Entertainment

Carrie Fisher's Most Important 'Star Wars' Scene

by Melanie Schmitz

News of Carrie Fisher's death spread across the internet on Tuesday with lightning speed, with fans everywhere posting condolences and memories of the 60-year-old actress. Within the wide-reaching Star Wars fandom, those who grew up watching Princess Leia battle it out with both the dark side and her eventual (and temporarily real-life) flame Han Solo took the loss especially hard. Over the course of several decades, Fisher played an array of notable and memorable characters, in movies like When Harry Met Sally and Blues Brothers, but it was her return to the Star Wars franchise in the 2015 installment, The Force Awakens, that had everyone talking — and one soon-to-be iconic Fisher scene in particular proves exactly why fans, specifically women and little girls, will mourn her loss deeply.

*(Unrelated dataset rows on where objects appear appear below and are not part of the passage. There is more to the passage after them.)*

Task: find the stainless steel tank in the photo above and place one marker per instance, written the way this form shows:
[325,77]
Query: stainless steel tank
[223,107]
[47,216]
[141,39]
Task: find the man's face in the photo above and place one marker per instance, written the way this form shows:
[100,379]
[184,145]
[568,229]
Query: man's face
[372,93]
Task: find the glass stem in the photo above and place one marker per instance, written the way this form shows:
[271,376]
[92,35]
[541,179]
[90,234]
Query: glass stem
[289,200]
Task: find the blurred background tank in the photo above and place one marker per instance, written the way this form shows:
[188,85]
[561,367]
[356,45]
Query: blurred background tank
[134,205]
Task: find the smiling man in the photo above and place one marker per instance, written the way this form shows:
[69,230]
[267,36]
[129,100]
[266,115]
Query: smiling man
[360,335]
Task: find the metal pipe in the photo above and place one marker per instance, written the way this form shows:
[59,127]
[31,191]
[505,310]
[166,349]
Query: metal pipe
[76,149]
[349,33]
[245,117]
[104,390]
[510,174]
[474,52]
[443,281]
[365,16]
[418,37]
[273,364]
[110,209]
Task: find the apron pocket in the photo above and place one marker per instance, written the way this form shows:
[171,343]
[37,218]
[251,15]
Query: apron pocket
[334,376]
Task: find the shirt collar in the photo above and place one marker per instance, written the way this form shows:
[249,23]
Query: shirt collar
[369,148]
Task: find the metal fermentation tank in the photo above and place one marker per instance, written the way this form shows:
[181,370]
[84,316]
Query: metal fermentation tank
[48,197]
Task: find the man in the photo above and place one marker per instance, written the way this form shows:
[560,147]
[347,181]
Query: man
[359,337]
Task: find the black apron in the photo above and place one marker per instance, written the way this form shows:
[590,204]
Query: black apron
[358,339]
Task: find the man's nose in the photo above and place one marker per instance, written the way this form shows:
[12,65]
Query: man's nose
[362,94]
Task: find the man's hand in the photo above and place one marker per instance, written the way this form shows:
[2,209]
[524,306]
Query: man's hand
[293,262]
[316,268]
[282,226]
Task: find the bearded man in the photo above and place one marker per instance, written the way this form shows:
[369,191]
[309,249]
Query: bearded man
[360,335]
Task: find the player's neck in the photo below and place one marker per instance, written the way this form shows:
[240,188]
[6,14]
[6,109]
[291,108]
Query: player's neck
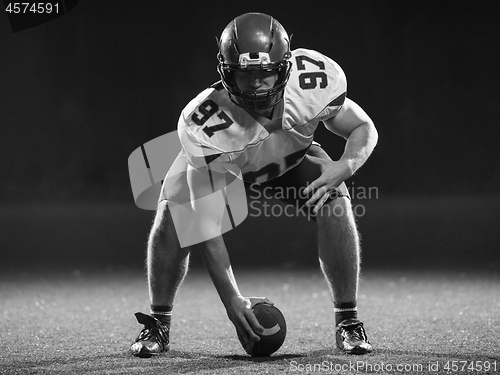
[268,113]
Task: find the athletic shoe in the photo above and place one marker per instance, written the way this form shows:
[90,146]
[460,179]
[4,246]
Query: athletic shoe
[153,339]
[351,337]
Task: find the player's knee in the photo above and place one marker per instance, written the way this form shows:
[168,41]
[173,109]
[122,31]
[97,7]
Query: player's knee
[338,211]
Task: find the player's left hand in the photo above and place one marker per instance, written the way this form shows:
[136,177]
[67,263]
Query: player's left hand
[333,173]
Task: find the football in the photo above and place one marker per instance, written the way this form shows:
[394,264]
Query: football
[273,321]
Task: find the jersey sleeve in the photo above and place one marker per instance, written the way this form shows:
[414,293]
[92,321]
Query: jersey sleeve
[317,86]
[340,92]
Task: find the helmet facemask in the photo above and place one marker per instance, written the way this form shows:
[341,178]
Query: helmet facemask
[254,42]
[256,99]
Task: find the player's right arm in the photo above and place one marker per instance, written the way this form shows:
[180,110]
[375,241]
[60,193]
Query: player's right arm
[208,204]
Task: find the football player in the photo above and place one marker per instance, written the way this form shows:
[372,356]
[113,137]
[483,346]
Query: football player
[258,123]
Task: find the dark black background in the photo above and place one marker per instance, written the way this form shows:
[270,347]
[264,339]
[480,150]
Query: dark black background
[78,94]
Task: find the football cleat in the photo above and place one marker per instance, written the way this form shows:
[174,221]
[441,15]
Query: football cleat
[351,337]
[153,339]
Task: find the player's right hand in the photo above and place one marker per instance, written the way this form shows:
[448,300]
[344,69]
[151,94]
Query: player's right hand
[239,311]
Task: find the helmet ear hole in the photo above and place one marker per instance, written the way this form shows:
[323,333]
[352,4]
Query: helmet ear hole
[254,41]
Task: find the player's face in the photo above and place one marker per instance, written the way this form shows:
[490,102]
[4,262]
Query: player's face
[253,80]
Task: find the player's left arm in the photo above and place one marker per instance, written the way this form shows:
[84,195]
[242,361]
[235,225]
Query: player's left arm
[356,127]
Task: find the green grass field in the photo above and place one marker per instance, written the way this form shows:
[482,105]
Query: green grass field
[82,322]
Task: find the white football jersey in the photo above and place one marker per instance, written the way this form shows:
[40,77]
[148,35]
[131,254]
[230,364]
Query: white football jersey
[213,130]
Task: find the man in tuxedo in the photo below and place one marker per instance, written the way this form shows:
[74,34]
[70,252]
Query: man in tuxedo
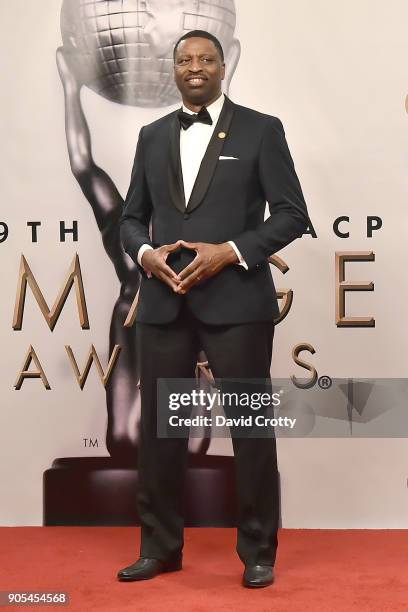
[202,176]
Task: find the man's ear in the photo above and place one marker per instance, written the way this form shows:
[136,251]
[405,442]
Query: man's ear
[231,63]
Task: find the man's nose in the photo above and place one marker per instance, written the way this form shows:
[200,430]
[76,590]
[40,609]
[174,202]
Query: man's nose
[195,65]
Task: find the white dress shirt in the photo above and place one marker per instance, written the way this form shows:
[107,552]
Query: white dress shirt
[193,145]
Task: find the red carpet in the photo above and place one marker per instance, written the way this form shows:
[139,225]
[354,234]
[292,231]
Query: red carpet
[332,571]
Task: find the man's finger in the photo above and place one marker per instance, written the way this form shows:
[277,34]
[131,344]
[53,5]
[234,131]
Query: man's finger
[167,271]
[195,277]
[168,281]
[189,245]
[173,247]
[192,266]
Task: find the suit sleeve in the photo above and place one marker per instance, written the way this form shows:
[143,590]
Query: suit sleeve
[137,210]
[288,212]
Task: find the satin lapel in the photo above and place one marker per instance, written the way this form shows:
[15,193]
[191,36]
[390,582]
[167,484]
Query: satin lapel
[210,159]
[175,175]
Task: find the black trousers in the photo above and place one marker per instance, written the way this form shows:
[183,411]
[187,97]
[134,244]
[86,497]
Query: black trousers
[170,351]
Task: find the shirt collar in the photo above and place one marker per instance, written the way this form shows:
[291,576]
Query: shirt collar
[214,108]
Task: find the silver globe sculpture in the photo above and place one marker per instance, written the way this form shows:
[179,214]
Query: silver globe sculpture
[123,49]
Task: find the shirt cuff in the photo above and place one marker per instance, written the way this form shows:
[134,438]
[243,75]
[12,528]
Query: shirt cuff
[241,260]
[140,252]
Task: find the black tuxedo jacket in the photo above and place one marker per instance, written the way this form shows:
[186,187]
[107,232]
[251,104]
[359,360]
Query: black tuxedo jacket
[227,203]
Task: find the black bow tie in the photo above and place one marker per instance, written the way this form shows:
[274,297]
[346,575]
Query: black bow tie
[186,119]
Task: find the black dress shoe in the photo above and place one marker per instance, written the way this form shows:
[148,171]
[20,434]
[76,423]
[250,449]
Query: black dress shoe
[146,568]
[258,576]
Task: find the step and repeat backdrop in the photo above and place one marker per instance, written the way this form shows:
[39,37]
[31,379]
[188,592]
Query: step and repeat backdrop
[79,80]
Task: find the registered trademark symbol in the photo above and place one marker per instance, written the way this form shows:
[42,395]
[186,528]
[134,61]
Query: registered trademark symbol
[324,382]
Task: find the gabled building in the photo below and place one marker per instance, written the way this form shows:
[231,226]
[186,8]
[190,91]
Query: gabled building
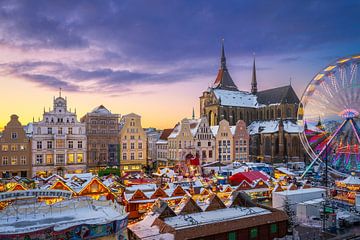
[15,150]
[133,144]
[162,148]
[59,142]
[224,101]
[102,131]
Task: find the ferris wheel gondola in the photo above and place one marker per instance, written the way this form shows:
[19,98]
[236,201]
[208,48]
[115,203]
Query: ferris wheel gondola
[329,115]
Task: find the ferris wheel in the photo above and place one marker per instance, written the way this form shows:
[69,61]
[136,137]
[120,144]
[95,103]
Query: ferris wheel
[329,116]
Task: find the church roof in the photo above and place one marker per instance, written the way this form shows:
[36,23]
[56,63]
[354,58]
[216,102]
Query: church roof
[235,98]
[101,110]
[285,94]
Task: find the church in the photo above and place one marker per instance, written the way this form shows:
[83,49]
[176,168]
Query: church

Star Wars: The Force Awakens was undoubtedly the biggest blockbuster of 2015, raking in some $2.068 billion in global box office totals. Fisher, in comparison to the rest of the cast, enjoyed less screen time than her colleagues, but because of the iconic character she brought back to the big screen, didn't need nearly as much to make a memorable impact. From the moment the big doors on that carrier opened to reveal the real leader behind the fight against the First Order, General Organa (as she's known to those under her command), had everyone's attention — both those onscreen and in the audience.

(SPOILERS BELOW)

Perhaps even more moving than Leia's reappearance in The Force Awakens — on par with her general reconciliation with Han over the loss of their son — was Fisher's side-by-side scenes with the film's protagonist, Rey, played by Daisy Ridley. From the outset, the duo's relationship seemed headed toward that of a mother and daughter — a theory some still believe may be proven in future installments — but as the film progressed, it became evident that, no matter what their actual relationship may be, blood or otherwise, Leia and Rey's relationship was crucial to the series and more touching than most.

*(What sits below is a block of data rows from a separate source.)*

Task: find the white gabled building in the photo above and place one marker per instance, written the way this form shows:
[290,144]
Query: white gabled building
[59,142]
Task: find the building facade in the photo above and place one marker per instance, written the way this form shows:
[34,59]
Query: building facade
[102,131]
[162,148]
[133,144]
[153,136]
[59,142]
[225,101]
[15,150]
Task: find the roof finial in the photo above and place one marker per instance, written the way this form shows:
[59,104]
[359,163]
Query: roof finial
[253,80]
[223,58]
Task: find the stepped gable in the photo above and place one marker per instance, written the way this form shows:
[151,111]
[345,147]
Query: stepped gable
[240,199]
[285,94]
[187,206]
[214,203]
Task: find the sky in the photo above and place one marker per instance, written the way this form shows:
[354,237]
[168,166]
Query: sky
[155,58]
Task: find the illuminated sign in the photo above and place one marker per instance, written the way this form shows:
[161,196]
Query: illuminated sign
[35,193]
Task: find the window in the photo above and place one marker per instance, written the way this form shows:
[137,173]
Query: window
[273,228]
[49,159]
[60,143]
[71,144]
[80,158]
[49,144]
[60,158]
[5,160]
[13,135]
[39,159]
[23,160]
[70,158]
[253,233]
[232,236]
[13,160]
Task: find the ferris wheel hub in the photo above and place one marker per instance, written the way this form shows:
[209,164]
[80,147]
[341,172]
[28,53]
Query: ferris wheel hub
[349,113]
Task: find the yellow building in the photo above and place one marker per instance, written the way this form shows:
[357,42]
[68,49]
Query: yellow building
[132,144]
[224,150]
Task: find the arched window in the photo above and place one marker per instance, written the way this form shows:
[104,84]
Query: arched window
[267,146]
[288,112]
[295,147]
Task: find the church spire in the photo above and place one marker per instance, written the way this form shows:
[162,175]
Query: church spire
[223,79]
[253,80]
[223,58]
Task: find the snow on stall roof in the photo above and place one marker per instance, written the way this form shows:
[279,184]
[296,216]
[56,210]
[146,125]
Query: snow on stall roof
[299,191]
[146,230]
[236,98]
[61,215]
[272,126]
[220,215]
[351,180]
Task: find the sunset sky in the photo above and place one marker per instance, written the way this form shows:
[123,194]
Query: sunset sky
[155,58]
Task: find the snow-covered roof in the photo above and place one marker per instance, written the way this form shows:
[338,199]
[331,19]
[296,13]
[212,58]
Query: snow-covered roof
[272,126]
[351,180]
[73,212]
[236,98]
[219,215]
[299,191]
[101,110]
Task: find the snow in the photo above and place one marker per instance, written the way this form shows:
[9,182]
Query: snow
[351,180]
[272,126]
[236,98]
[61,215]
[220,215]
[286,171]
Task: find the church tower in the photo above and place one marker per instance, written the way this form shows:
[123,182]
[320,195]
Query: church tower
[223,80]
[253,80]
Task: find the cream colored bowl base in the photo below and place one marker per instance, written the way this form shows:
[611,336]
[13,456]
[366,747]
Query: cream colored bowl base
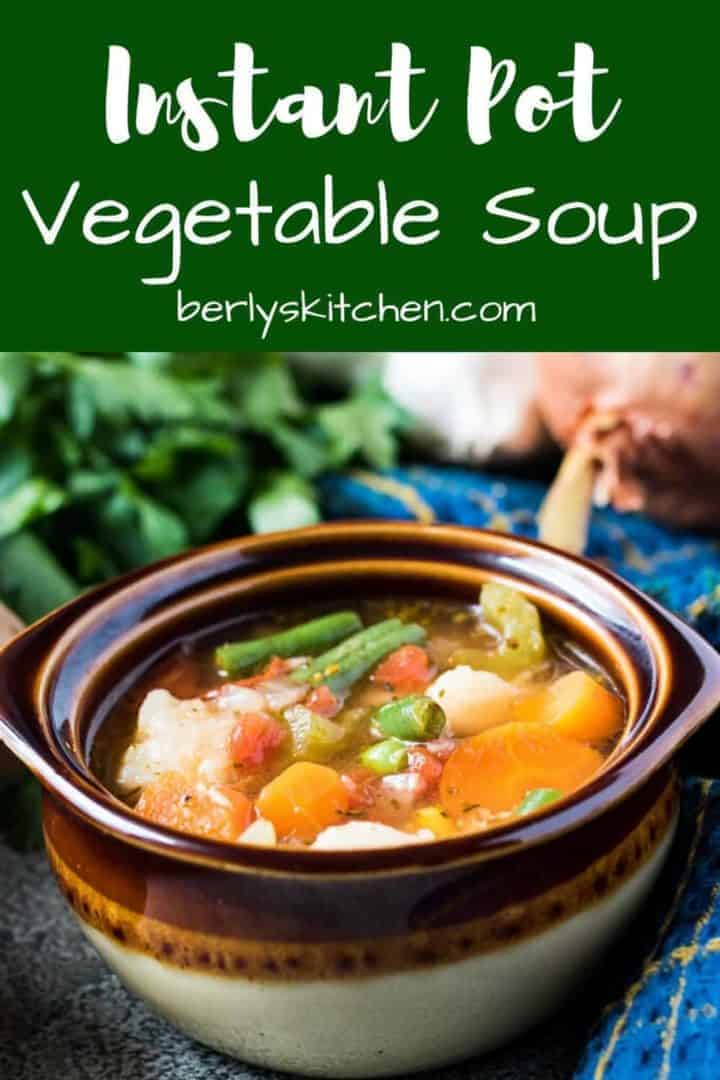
[389,1024]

In one scene, specifically, this closeness plays out in an embrace that says more in its wordlessness than it would peppered with dialogue: Han has just been killed at his son Kylo Ren's hand, aboard Starkiller Base, and the Resistance has taken out the base's planet-destroying laser weapon system. After the Resistance fighters — including Rey and Han's longtime co-pilot Chewbacca — land at their own base on D'Qar once more to celebrate the victory, Leia and Rey share a moment that reads as a meaningful coming together of two iconic female characters, hugging one another as they mourn Han's loss.

Answering early fan complaints that the moment should have been given to Leia and Chewbacca, J.J. Abrams in 2015 admitted that he felt he may have made a mistake, telling Slash Film,

My thinking at the time was that Chewbacca, despite the pain he was feeling, was focused on trying to save Finn and getting him taken care of. So I tried to have Chewbacca go off with him and focus on Rey, and then have Rey find Leia and Leia find Rey. ... Had Chewbacca not been where he was, you probably wouldn’t have thought of it. But because he was right there, passed by Leia, it felt almost like a slight, which was definitely not the intention.

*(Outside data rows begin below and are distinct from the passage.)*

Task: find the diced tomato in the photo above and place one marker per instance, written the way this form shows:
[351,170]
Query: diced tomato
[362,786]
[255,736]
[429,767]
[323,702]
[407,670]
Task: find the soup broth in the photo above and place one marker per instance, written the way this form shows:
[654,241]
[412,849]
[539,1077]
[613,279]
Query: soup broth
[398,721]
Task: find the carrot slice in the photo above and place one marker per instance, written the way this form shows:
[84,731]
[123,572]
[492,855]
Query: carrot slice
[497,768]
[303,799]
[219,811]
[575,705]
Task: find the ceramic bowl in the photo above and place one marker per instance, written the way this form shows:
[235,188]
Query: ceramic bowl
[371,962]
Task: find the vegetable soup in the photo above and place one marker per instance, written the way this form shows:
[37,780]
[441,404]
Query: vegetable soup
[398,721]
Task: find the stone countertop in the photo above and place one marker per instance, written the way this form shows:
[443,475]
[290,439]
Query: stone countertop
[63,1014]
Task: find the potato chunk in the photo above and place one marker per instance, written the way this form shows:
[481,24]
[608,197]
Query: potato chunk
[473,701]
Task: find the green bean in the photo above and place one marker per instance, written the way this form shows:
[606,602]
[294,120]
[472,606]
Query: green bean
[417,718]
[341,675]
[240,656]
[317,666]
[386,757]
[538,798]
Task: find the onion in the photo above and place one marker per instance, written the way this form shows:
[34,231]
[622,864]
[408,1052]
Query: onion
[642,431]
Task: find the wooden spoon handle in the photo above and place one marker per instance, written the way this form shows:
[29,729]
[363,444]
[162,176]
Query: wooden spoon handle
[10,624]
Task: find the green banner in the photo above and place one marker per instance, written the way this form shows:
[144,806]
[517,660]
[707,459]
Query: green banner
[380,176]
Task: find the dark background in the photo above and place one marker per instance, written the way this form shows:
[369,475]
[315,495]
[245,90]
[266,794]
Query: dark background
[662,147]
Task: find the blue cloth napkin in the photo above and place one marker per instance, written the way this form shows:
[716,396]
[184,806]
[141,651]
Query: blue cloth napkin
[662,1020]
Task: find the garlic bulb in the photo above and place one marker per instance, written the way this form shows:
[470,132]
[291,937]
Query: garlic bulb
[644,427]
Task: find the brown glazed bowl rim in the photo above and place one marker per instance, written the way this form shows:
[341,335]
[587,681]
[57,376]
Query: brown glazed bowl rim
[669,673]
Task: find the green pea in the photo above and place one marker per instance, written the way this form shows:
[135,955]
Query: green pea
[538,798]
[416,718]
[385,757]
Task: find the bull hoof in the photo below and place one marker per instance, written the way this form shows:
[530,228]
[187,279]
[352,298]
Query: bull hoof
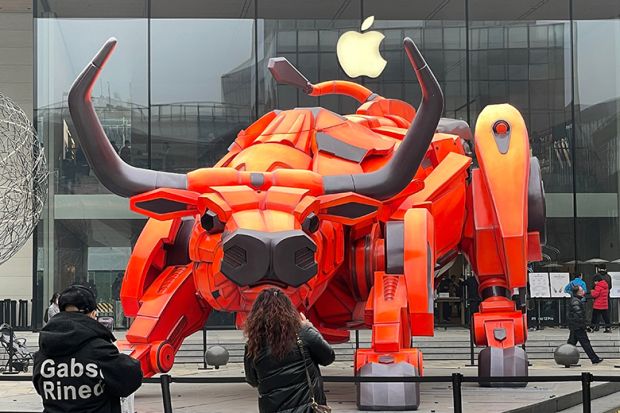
[388,396]
[502,362]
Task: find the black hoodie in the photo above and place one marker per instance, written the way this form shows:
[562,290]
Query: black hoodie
[79,369]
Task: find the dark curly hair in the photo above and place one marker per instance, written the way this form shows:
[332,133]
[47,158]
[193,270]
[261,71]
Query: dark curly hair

Still, Abrams argued, the moment was incredibly important in its own right:

The idea [was] that both of them being strong with the Force and never having met, would know about each other — that Leia would have been told about her beyond what we saw onscreen and Rey of course would have learned about Leia. And that reunion would be a meeting and a reunion all in one, and a sort of commiseration of their mutual loss.

The hug, perhaps, though controversial, was one of the more quietly powerful moments of the film, and perhaps the entire series — a passing of the torch between two dynamic and stereotype-bucking characters whose traditional femininity comes second to their important storylines, and whose will to fight for the good of others is perhaps stronger than most characters in the franchise.

"Obviously Princess Leia and Carrie are a source of inspiration for girls for the past 30 years ... I guess there’s no other way except to say that [Rey] will have some impact in a girl power-y way," Ridley said during a Los Angeles press conference in December last year, according to People. "But obviously we started with Leia and Leia’s still there kicking ass."

In response to the same reporter inquiry, Fisher joked, "[I was the] only girl on the all-boys set [for the original Star Wars.] I am the beginning of girl power. Deal with it!"

While dozens of Star Wars scenes from over the years could be counted among those blessed with the "iconic" label — including Fisher's "I love you"/"I know" exchange with co-star Harrison Ford (Han Solo), Darth Vader and Luke Skywalker's lightsaber battle, and the Death Star trench run — it was this most recent, wordless exchange between two memorable female characters that feels historically crucial to the franchise's ongoing success, and marks yet another win for little girls everywhere, hoping to see themselves reflected on the big screen.

"You paved the way for all the girls," Ridley told Fisher in an October 2015 sit-down with Interview magazine, referring to her Star Wars legacy.

The torch now passed to Ridley, it's safe to say, though Fisher's loss is still painful, that the tradition of women at the helm of sci-fi blockbusters is in good hands — just as Fisher would have wanted.